The wheels on this stroller are relatively small and made of foam filled plastic. The wheels spin freely and don't wobble. The plastic is dense and feels nicer than some of the competition, but it is still plastic, and rubber would have performed and looked better. The Liteway does offer all around suspension which will help absorb some of the bumps for baby, but the hard plastic wheels mean there is no way to disguise rougher terrain.
The handles on this stroller are two-sided and curve up from either side of the frame and are common on the umbrella and lightweight products. They are about 40 inches tall from the ground up, but you can choose to hold them a little lower if you find that more comfortable. The handles are covered in dense foam and angle inward toward each other for a more ergonomic feel. The handles are only about average for comfort, and the two-part design means the whole ride will be harder to push with only one hand.

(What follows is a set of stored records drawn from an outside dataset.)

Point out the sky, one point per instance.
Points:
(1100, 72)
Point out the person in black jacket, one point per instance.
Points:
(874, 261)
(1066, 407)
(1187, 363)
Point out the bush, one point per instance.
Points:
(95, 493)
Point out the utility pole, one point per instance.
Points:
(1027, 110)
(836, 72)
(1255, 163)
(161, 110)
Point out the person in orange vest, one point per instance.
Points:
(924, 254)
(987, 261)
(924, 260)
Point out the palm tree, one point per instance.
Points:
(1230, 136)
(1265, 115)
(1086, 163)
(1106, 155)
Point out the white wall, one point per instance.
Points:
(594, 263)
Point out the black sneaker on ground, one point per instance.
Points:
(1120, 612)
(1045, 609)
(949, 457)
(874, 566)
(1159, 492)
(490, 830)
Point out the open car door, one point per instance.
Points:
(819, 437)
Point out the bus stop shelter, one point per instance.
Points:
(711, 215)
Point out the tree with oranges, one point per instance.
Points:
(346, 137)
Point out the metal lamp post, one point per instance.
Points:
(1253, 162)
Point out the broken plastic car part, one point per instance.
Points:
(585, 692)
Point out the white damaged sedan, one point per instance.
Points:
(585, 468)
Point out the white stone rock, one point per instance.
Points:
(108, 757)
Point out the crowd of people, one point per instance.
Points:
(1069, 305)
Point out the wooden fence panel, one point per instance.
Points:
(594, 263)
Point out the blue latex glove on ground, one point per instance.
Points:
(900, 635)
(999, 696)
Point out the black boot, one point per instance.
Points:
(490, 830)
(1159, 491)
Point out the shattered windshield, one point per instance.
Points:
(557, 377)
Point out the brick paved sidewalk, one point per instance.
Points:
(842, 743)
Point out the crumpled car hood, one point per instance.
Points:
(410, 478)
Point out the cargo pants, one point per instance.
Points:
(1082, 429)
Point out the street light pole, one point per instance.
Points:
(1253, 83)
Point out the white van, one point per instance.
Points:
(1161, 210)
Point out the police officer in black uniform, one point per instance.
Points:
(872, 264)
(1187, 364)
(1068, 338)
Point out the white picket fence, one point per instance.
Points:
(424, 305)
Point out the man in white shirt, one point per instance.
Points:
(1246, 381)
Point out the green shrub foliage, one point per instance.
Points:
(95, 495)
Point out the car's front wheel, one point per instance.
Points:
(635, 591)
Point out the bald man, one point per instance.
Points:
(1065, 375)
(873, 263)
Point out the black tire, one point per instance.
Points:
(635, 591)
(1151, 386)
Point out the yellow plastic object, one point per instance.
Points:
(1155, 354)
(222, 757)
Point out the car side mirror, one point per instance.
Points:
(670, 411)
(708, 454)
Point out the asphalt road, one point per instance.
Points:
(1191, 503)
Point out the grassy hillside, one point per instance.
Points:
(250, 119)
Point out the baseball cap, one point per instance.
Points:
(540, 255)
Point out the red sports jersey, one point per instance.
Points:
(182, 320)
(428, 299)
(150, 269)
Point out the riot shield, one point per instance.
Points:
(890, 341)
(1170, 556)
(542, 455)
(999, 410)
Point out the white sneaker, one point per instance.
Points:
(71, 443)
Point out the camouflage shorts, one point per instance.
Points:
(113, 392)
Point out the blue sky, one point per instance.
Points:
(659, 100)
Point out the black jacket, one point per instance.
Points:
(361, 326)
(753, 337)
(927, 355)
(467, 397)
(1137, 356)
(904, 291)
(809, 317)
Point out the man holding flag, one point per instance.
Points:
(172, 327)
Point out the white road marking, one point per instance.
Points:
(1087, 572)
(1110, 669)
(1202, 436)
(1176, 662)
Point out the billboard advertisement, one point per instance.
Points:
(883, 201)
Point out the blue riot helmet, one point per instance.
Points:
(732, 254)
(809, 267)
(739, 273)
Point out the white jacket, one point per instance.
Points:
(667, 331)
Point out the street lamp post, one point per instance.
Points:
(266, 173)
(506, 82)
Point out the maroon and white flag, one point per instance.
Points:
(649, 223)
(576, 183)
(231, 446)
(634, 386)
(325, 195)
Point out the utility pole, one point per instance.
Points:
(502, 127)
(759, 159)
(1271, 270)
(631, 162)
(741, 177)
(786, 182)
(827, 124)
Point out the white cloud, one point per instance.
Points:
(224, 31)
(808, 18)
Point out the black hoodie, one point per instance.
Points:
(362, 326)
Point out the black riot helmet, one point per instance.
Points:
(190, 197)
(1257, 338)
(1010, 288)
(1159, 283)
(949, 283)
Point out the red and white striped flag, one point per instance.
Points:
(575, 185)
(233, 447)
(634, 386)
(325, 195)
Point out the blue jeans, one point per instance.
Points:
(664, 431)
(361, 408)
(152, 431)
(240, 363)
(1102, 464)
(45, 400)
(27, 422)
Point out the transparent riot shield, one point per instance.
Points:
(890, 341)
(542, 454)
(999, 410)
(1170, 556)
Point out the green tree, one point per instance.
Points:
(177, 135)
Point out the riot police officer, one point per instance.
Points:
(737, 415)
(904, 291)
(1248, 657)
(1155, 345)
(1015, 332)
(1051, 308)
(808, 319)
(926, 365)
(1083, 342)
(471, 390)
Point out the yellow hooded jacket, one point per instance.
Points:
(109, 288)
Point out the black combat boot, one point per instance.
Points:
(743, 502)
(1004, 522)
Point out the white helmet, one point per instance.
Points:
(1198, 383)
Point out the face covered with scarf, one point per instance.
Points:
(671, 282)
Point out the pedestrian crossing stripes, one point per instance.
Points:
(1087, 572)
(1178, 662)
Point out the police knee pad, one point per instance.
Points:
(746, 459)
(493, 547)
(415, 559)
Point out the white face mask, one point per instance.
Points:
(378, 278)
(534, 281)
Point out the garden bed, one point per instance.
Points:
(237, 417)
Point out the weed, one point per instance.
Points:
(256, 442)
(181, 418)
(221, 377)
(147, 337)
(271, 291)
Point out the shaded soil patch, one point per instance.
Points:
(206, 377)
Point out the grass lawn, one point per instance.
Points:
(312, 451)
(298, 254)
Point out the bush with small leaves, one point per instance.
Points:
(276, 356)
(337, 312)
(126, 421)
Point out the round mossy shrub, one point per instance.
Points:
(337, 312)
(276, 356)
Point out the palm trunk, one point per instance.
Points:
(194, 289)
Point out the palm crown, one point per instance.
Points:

It is hard to find the best application for this Chicco, even for parents who love the brand. While it does offer an attachment for the Keyfit car seats and has a seat for older babies, it isn't good at much including maneuverability, being lightweight, or features most parents want. somewhatWhile we can forgive it because it isn't a standard stroller, it is hard to overlook that many of the dedicated frame options performed better, and several of the top ranking full-size strollers weighed less. So even if your goal is an umbrella or lightweight product, this one won't fit the bill and is likely to disappoint.
This product has a list price of $180, which feels like a good value until you realize many umbrella products are cheaper and the $100 Chicco Keyfit Caddy performed better. You might conclude that its ability to accept an infant car seat makes the price even more impressive because you'll get double duty from it, but when you analyze the fine print; it is too heavy for a good umbrella product and too difficult to maneuver to be used as your primary stroller. The Britax B-Agile 3 is about $70 more than the Liteway, buy you get a product that scores higher overall, is easier to push, lighter to carry, smaller for storage, and works with a variety of car seats without locking you into a single brand. Alternatively, if Chicco is your bag, we'd recommend the Top Pick for frame strollers Chicco Keyfit Caddy over the Liteway any day.
We wanted to love the Chicco Liteway Plus because it was offering something few lightweight product do by working with a great infant car seat. Unfortunately, it didn't perform that well in our tests, and while it's relatively easy to attach the Chicco Keyfit 30 to the frame, it feels less stable than any other option and tips to the side at a shallower angle than the other Chicco products we tested. If you add the small weight limit on the storage bin, dual plastic front wheels, and a heavier than some standard strollers overall weight you get a product we didn't feel that great about and probably would recommend to a friend.
Other Versions and Accessories
Chicco makes several different stroller options, and we tested 3 of them in this review. The Chicco Keyfit Caddy earned the second highest score in this review and was by far the best Chicco for a car seat combination product. The Caddy won Top Pick for Frame Stroller and is budget friendly to boot.